Thank you TomM, it's really a great feeling to find them in the wild indeed 

Thanks Joe, I waited several years for this trip to become real...and I can't believe finally happened! A trip I will never forget, feelings that I'll never forget either.

Yes Eddy, possible it's easier for you Suriname...as it's easier for me Brazil or Peru even cheaper. Also, FG is very expensive even to europeans sometimes. The problem with my country is that we have a really high inflation rate, one of the highest of the world along with Venezuela...

Thanks Travis, I try my best. Hopefully this year I will really learn photography taking a course and I can improve my pics.

Maarten, same as Eddy, it's best Suriname for you possibly...I got what you said about how expensive is to get there for you. The thing is, that there's no place like the Guianas...animals that are found only there, geography, plants, etc. That's why I wanted to go so badly. Before planning, I was thinking going to Guyana, since the transport was cheaper...I had to get to Manaos and then I could go by land to Guyana...possibly a next trip could be like that. But I was always gutted with FG anyway, so it was time to do that! ...and now I want to go back there!!! lol

I hope the tourism don't grow much in FG, I would hate to see lots of people going there and expensive luxury Hotels going on ......

After this trip, I'm seriously thinking about living in FG for a while after I graduate (many years from now lol)

Cheers,
Pato


----------



## hooale (Feb 17, 2011)

Awesome pics, thanks for sharing.
you have been traveling a lot lately, is FG among your favorite destinations?


----------



## Versi*JP*Color (Feb 17, 2011)

*Whoa*

Lucky, it's not every day you find baby T.blondis with their mother!:worship:


----------



## tarcan (Feb 17, 2011)

the downside of Suriname compared to FG is that the nice unspoiled habitats are not as easy of access. In FG, from the airport, you are like 20 minutes away from the Kaw mountains! You can't beat that.

Although, culturally speaking, Suriname is way more fun than FG.

Also got to go to Guyana eventually!

Hey Pato, enough taking, where are your other pics!

Take care

Martin


----------



## MaartenSFS (Feb 18, 2011)

pato_chacoana said:


> Thank you TomM, it's really a great feeling to find them in the wild indeed
> 
> Thanks Joe, I waited several years for this trip to become real...and I can't believe finally happened! A trip I will never forget, feelings that I'll never forget either.
> 
> ...


Honestly, I'll probably never make it down there, as I'm heading back to China soon and having our first child (well, my wife..). I'd probably get to Vietnam and Laos sooner. Hell, China has Hainan island and Yunnan province (the most northern point to find tropical rainforest) and I've only scratched the surface in my own province, Guangxi.
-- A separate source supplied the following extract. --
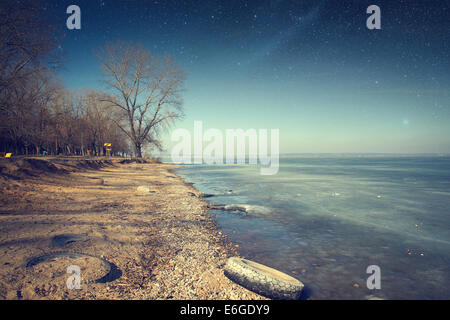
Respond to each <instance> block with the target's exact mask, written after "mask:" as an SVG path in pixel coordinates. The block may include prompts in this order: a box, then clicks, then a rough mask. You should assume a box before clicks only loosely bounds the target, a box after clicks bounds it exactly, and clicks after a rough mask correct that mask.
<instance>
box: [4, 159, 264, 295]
mask: <svg viewBox="0 0 450 320" xmlns="http://www.w3.org/2000/svg"><path fill="white" fill-rule="evenodd" d="M121 162H122V163H121ZM174 168H175V166H173V165H168V164H161V163H156V162H155V163H137V162H133V161H123V160H120V159H113V160H109V161H107V162H105V161H101V160H81V159H79V158H78V159H70V158H67V159H50V160H49V159H42V158H41V159H33V158H22V159H19V160H15V159H10V160H7V159H2V162H1V163H0V170H1V171H0V172H1V174H0V180H1V187H0V188H1V196H0V203H1V209H0V266H1V268H0V299H262V298H263V297H261V296H259V295H257V294H255V293H253V292H250V291H248V290H246V289H244V288H242V287H241V286H239V285H237V284H235V283H233V282H232V281H230V280H229V279H228V278H226V277H225V276H224V274H223V266H224V264H225V262H226V259H227V257H229V256H232V255H237V252H236V251H235V246H234V245H233V244H232V243H230V242H229V241H227V239H226V238H225V237H224V236H223V235H222V233H221V231H220V229H219V228H218V226H217V225H216V224H215V223H214V220H213V217H212V216H211V214H210V213H209V212H208V210H207V203H206V202H205V201H204V200H203V199H202V198H201V196H200V194H199V192H198V191H197V190H196V189H195V188H194V187H193V186H191V185H189V184H187V183H185V182H184V181H183V180H182V179H181V178H180V177H179V176H177V175H176V174H174V173H173V172H172V169H174ZM140 186H141V188H139V187H140ZM60 252H66V253H82V254H86V255H81V256H79V257H70V256H67V257H59V258H53V259H49V260H48V261H41V262H40V263H35V264H32V265H30V261H32V259H33V258H38V257H40V256H43V255H46V254H50V253H60ZM102 261H107V262H109V263H112V264H113V265H114V266H115V267H117V270H116V277H115V279H114V280H113V281H106V282H105V283H98V282H96V281H94V280H96V279H99V278H100V277H102V275H104V274H105V273H107V272H108V270H107V268H106V267H105V265H102ZM27 264H28V267H27ZM69 265H77V266H79V267H80V270H81V289H69V288H68V287H67V285H66V281H67V279H68V277H69V276H70V275H71V274H68V273H67V267H68V266H69Z"/></svg>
I hear Guyana is the least pristine of the three. I thought that a considerable portion of Suriname was protected national parks and just the coast had any real population. I know you want it to stay like that forever in FG, but undeveloped places changed the quickest. You may not recognise the country the next to you go there. Or it may take longer, but when the change occurs it happens rapidly. :wall:


----------



## syndicate (Feb 19, 2011)

Already saw most of these on facebook but man once again :worship:
So jealous!!Absolutely have to go see some spiders in the wild this year!
-Chris


----------